The part that’s hard to put into words is the rush that happened when one of our crew was making a deep run. Sure, it’s exciting to go deep in a tournament by yourself, but imagine doing it with all of your closest friends around cheering you on. I can remember being at the final table and winning a big all in and one of my friends jumping up and down on the couch screaming at the top of his lungs.
I can also remember doing the exact same thing when one of my friends was deep in a tournament. In a game that is so individual, it was amazing to be able to have the feeling of team support.
We always played everything individually and for ourselves, but that didn’t mean we weren’t ecstatic when our friends would win.
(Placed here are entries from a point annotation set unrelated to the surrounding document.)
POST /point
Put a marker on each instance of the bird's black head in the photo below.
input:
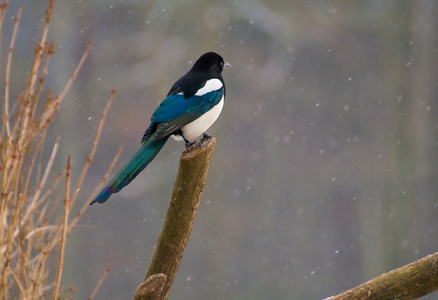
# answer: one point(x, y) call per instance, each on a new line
point(210, 63)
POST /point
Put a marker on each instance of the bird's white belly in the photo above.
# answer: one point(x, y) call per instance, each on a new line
point(197, 127)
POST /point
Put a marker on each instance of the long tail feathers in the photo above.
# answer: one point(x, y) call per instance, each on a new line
point(148, 150)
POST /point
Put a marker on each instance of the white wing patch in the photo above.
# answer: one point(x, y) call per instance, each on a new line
point(211, 85)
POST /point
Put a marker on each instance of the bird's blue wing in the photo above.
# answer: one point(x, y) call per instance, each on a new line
point(176, 111)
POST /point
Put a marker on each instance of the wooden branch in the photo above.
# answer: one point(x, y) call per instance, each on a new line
point(186, 195)
point(412, 281)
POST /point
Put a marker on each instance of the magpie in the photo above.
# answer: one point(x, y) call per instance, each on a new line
point(192, 105)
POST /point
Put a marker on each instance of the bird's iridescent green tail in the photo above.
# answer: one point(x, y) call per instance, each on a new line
point(147, 152)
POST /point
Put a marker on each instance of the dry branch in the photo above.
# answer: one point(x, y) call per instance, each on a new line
point(412, 281)
point(186, 195)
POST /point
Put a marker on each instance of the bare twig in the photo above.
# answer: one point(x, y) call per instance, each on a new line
point(412, 281)
point(64, 232)
point(93, 294)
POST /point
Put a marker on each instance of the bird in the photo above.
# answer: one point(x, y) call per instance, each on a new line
point(192, 105)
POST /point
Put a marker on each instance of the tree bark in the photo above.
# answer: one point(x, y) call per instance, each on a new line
point(186, 195)
point(412, 281)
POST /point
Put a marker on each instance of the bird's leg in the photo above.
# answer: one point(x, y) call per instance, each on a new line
point(205, 136)
point(188, 143)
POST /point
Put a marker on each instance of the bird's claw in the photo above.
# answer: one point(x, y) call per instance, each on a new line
point(205, 136)
point(189, 145)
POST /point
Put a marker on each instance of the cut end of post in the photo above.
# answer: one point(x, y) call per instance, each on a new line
point(200, 146)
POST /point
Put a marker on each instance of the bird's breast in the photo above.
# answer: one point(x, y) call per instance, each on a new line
point(197, 127)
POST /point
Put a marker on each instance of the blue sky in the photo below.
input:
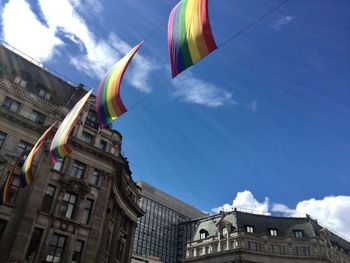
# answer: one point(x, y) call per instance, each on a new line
point(268, 112)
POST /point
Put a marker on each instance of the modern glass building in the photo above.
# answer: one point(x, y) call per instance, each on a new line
point(158, 230)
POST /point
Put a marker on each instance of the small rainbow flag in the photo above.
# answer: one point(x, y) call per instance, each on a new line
point(59, 147)
point(189, 34)
point(109, 105)
point(26, 173)
point(5, 190)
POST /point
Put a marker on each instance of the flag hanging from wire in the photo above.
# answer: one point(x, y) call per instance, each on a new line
point(189, 34)
point(6, 188)
point(109, 105)
point(27, 173)
point(59, 146)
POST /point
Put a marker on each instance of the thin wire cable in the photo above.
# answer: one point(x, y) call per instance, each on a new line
point(252, 24)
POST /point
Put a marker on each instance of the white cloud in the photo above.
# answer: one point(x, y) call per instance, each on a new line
point(191, 89)
point(245, 200)
point(30, 36)
point(278, 24)
point(331, 211)
point(23, 30)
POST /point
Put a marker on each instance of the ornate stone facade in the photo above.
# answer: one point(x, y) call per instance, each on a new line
point(83, 209)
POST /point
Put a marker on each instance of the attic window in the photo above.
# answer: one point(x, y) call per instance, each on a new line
point(21, 82)
point(249, 229)
point(203, 234)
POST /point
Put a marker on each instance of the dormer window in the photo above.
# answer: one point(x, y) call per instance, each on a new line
point(20, 82)
point(44, 94)
point(249, 229)
point(298, 233)
point(273, 232)
point(203, 234)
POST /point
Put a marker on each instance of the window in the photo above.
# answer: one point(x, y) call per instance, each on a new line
point(23, 147)
point(34, 245)
point(78, 249)
point(58, 165)
point(68, 205)
point(14, 189)
point(91, 120)
point(21, 82)
point(37, 117)
point(87, 211)
point(48, 198)
point(2, 138)
point(273, 232)
point(44, 94)
point(203, 234)
point(2, 227)
point(87, 137)
point(103, 145)
point(11, 104)
point(77, 170)
point(249, 229)
point(95, 177)
point(298, 233)
point(56, 247)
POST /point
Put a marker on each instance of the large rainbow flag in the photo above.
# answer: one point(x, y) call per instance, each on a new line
point(26, 173)
point(109, 105)
point(59, 146)
point(5, 189)
point(189, 34)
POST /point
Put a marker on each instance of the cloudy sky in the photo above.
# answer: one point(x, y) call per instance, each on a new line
point(262, 123)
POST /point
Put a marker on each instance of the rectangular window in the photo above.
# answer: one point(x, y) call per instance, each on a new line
point(273, 232)
point(91, 120)
point(298, 233)
point(103, 145)
point(34, 245)
point(87, 137)
point(37, 117)
point(11, 104)
point(68, 205)
point(56, 248)
point(23, 147)
point(14, 189)
point(21, 82)
point(95, 177)
point(58, 166)
point(77, 170)
point(78, 251)
point(249, 229)
point(87, 211)
point(48, 198)
point(44, 94)
point(2, 227)
point(2, 138)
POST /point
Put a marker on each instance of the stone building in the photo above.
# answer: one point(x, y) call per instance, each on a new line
point(157, 232)
point(83, 209)
point(243, 237)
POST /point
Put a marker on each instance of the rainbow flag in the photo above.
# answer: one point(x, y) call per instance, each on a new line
point(26, 173)
point(189, 34)
point(5, 190)
point(109, 105)
point(59, 147)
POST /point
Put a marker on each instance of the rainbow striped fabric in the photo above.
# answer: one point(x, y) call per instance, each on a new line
point(109, 105)
point(5, 190)
point(26, 173)
point(189, 34)
point(59, 147)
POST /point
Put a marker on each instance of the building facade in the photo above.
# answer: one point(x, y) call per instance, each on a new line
point(157, 232)
point(243, 237)
point(83, 209)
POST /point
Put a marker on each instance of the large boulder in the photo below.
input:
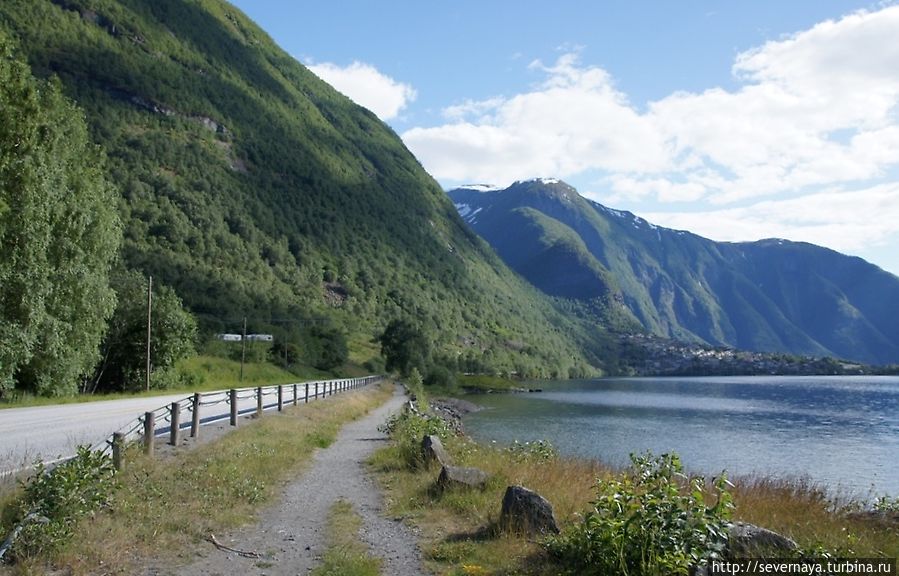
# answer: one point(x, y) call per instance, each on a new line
point(457, 477)
point(525, 511)
point(746, 539)
point(432, 450)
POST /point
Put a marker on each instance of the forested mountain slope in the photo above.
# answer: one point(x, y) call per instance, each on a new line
point(255, 189)
point(771, 295)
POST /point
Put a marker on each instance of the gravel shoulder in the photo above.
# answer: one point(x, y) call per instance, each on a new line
point(290, 535)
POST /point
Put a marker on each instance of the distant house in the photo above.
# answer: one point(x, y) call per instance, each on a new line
point(250, 337)
point(260, 337)
point(229, 337)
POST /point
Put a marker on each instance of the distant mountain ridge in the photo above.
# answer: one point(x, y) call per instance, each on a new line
point(257, 191)
point(770, 295)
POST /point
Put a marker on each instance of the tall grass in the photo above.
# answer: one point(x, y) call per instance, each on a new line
point(460, 531)
point(167, 505)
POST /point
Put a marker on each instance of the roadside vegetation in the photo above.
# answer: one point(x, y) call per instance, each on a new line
point(165, 505)
point(651, 518)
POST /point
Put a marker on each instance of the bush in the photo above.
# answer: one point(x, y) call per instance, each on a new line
point(648, 523)
point(57, 499)
point(407, 430)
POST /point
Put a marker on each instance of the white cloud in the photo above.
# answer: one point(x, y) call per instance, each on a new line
point(845, 220)
point(815, 109)
point(574, 121)
point(368, 87)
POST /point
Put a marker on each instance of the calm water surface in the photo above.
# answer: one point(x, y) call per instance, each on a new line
point(842, 433)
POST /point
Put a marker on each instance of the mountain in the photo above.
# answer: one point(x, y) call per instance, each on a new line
point(770, 295)
point(256, 190)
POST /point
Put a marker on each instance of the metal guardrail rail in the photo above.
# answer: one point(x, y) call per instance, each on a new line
point(210, 407)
Usually, whoever the big winner was would take the crew out for dinner or to the club to get some drinks and have a night to celebrate the spoils. This, of course, would be later in the week because the time we finished would be late Sunday night and in our little college town, the rest of the world slept while we jumped on our couches.
The Wrap Up
A big part of me misses those Sunday rushes. It probably wasn’t the best for my stress levels, but that comes with the territory when you play poker for a living. The part I miss the most is not the money or even the potential for the big wins. The part I miss the most was the camaraderie that took place between myself and some of my closest friends.
Maybe one day we’ll get back our Sundays in the US and be able to build up the Grind House again. All of us are older now, though, and some have families so it may just be something that is permanently a memory.